Définir le positionnement : bien plus qu’un simple slogan
Un bon positionnement, c’est quand on pense direct à toi pour un besoin précis. Genre :
– Mal de gorge ? Strepsils.
– Messagerie pro ? Slack.
– Sneakers écolos ? Veja.
Le positionnement, c’est pas un hasard. C’est stratégique. Et parfois, ça fout les chocottes parce que tu dois choisir qui tu veux être (et qui tu veux pas être).
Enjeu n°1 : se différencier dans un marché saturé
Trop de choix tue le choix
Aujourd’hui, y’a tellement d’offres que le consommateur est complètement paumé. À moins d’être Google ou Apple, t’as intérêt à sortir du lot. Ton positionnement doit créer un espace mental clair chez ton client.
Exemple : je bossais avec une marque de savons artisanaux. Super bons produits, mais invisible sur Instagram. On a changé tout le ton de la com’, repositionné la marque comme "le savon engagé pour peaux citadines". Boom. Ça a parlé aux bonnes personnes.
La question clé : pourquoi toi ?
C’est LA question à laquelle ton positionnement doit répondre. Pourquoi toi plutôt que le voisin ? Et non, "parce qu’on est passionnés et sérieux" ne suffit pas. Tout le monde dit ça. Il faut un angle unique, assumé, qui colle à ton ADN.

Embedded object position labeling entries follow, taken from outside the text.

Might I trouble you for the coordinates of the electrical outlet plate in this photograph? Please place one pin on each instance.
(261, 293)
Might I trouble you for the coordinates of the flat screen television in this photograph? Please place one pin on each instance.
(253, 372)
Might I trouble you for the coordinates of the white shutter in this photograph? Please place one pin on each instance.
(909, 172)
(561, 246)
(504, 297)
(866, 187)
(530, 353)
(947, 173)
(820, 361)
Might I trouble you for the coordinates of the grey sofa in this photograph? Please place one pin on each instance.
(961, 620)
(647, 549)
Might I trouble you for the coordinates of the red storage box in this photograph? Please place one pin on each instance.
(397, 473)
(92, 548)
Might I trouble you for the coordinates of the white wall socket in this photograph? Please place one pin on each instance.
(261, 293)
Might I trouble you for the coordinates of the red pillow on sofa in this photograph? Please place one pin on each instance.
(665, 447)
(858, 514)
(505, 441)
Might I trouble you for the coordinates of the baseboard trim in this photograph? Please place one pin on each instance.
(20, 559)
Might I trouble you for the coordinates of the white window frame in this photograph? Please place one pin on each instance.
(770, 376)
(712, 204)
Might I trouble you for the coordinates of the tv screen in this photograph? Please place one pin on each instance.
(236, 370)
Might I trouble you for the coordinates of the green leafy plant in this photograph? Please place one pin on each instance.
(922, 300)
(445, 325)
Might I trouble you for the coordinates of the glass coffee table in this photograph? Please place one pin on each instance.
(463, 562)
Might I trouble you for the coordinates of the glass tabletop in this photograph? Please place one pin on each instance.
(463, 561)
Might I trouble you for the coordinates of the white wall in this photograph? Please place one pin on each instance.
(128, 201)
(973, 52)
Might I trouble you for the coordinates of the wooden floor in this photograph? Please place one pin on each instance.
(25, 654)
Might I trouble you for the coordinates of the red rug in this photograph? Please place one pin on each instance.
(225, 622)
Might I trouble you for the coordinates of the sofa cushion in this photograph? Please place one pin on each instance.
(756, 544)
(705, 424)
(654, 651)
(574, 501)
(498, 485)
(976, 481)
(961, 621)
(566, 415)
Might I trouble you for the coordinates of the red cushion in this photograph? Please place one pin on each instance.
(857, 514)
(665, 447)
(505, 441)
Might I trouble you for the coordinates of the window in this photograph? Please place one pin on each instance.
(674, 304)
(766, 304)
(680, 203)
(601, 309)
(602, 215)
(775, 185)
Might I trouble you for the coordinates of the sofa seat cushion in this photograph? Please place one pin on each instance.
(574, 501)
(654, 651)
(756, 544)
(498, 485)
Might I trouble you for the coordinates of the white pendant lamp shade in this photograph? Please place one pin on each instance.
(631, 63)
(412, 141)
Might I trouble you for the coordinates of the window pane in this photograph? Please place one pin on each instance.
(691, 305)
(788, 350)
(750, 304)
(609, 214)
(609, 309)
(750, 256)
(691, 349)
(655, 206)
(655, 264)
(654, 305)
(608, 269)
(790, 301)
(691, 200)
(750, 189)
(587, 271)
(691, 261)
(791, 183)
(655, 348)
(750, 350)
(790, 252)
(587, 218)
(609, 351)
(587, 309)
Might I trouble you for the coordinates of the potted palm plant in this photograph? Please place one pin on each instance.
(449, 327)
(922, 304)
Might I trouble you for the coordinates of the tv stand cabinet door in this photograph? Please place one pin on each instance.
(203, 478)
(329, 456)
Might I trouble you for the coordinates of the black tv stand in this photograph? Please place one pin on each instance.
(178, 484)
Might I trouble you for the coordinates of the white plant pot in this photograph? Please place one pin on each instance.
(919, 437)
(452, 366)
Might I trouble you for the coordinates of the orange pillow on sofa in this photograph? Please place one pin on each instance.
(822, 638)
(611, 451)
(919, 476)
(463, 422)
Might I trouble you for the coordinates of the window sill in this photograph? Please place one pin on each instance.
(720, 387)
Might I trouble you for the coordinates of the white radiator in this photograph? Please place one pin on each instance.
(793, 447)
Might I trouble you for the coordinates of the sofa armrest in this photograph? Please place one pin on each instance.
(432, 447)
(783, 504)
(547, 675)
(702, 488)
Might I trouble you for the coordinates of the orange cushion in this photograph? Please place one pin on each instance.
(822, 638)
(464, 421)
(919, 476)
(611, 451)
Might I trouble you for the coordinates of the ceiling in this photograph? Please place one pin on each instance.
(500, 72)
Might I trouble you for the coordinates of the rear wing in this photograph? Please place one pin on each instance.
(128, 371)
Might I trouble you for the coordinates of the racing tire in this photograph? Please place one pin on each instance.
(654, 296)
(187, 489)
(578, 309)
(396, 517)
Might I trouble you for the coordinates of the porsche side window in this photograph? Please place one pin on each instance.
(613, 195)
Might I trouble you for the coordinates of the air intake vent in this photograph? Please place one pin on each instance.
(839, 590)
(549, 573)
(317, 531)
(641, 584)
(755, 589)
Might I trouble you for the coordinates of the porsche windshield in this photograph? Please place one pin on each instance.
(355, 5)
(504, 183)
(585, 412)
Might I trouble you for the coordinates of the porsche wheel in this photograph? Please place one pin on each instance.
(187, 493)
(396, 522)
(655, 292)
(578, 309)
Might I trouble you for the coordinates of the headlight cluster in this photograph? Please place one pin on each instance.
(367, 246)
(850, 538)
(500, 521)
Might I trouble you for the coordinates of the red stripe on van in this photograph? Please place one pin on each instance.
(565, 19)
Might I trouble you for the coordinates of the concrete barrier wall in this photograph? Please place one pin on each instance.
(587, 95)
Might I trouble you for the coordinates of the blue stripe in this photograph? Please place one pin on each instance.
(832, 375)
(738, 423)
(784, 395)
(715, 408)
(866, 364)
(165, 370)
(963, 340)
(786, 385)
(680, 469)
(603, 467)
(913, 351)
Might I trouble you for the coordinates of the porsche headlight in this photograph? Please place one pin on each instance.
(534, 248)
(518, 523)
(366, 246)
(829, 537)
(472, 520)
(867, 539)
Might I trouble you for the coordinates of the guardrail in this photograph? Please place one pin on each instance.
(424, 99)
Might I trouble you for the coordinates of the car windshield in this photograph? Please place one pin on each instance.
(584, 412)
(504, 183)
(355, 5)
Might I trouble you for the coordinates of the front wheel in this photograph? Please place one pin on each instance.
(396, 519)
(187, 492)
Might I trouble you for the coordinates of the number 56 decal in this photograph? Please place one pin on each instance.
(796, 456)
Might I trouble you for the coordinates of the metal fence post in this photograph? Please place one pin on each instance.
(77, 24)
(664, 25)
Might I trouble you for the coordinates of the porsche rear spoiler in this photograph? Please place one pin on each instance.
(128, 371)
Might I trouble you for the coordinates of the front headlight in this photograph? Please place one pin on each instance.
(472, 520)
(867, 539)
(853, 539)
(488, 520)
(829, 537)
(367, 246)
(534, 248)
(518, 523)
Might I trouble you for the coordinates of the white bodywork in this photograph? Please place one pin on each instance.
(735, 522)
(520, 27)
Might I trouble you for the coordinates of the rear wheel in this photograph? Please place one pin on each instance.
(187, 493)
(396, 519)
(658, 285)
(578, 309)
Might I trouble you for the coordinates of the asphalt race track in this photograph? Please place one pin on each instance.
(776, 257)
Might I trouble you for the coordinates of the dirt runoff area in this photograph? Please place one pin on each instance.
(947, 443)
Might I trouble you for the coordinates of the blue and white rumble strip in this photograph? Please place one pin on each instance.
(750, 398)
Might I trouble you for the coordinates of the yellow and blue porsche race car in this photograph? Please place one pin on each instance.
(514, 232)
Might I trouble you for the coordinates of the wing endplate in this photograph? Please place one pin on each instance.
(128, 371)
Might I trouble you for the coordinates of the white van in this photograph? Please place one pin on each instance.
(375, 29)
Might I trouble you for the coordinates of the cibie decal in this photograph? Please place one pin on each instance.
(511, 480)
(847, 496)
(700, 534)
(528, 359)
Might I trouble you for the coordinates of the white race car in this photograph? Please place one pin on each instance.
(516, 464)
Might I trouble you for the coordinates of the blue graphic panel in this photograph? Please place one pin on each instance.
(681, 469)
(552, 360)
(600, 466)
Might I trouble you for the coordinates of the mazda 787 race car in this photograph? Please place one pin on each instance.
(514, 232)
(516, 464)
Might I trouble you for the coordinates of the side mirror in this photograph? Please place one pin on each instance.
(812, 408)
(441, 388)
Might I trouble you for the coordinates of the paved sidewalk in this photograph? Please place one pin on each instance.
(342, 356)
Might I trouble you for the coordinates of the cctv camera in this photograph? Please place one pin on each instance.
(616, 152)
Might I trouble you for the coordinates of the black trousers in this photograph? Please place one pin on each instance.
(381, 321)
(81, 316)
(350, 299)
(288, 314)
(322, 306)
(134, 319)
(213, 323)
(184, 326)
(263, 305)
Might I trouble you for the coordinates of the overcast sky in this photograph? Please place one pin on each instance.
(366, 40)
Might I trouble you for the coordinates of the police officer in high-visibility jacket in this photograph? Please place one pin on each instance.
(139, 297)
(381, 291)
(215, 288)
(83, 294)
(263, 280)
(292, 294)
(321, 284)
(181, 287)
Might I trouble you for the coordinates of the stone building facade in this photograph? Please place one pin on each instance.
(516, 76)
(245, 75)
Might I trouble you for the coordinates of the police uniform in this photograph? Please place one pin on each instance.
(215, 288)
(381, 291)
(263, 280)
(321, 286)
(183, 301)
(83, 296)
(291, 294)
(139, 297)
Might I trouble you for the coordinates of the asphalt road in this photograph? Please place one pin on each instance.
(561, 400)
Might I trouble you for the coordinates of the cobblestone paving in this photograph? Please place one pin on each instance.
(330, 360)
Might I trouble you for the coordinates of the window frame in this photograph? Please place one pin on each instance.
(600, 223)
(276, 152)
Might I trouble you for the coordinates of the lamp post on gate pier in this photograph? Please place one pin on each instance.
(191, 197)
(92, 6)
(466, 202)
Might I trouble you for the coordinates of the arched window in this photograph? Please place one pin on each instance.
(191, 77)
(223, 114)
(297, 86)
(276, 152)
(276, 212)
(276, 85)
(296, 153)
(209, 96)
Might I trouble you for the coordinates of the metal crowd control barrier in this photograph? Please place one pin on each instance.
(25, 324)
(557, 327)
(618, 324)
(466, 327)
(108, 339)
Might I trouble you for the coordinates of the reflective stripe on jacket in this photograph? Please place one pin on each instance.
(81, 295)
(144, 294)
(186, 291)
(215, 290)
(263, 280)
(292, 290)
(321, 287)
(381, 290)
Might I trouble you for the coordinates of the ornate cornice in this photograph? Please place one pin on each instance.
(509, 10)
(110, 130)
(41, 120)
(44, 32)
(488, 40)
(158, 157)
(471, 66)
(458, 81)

Enjeu n°2 : parler au bon public, pas à tout le monde
Viser large, c’est viser flou
Le piège classique : vouloir plaire à tout le monde. Résultat ? Ton message devient plat. Ton positionnement doit choisir un camp. Quitte à déplaire à certains.
C’est un peu comme dans la vie : mieux vaut des amis fidèles qu’un millier de connaissances floues. Bah là pareil. Mieux vaut 1 000 clients fans que 10 000 qui te zappent en scrollant.
Persona et perception
Le positionnement doit coller au persona, ce fameux client idéal. Tu dois savoir ce qu’il mange au petit déj’, ce qui le stresse, ce qu’il rêve d’acheter. Et parler comme lui. Pas comme un pub sur France 2 à 15h.
Enjeu n°3 : aligner la promesse avec l’expérience réelle
Le vrai danger : surpromettre
Si tu cries partout que ton appli "change la vie" et que derrière elle plante à chaque clic, t’as flingué ta crédibilité. Le positionnement, c’est une promesse. Mais une promesse tenue.
Et c’est là que beaucoup se plantent. Ils font du beau storytelling… mais l’expérience client suit pas. Et ça, crois-moi, les gens le sentent direct.
Cohérence 360°
Ton positionnement, il doit transpirer partout : visuel, site web, packaging, service client, réseaux sociaux. Si tu te dis haut de gamme et que ton logo est flou, y’a un souci.
Un pote photographe a repositionné son activité de “photographe mariage classique” à “photographe de moments intimes, sans chichis”. Il a changé son feed Insta, son vocabulaire, jusqu’à la façon dont il répond aux DM. Résultat ? Il attire pile les couples qu’il veut.
Enjeu n°4 : durer dans le temps, sans devenir has-been
Le positionnement évolue, mais reste solide
Ton positionnement doit pouvoir tenir 5, 10, 20 ans… tout en évoluant. Pas changer tous les six mois comme une pub Zara. Sinon tu perds ton audience à chaque virage.
Mais faut rester à l’écoute. Si le marché bouge, si ta cible vieillit, si la tendance change — ton positionnement doit s’adapter, sans perdre son essence.
Attention à la mode
Se coller sur une tendance juste parce que "ça marche" peut être dangereux. Si ça ne colle pas à ta marque, ça sonnera faux. L’authenticité, ça se sent. Et ça, c’est ce qui fait qu’un positionnement marque les esprits ou tombe à l’eau.
Conclusion : choisir, c’est exister
Le positionnement, c’est pas une étiquette marketing qu’on colle sur un packaging. C’est un vrai choix stratégique, parfois dur à faire, mais essentiel pour exister.
Et oui, c’est flippant parfois. Mais c’est aussi ce qui te rend mémorable.
En gros : tu peux pas plaire à tout le monde. Mais si tu plais aux bons, t’as tout gagné.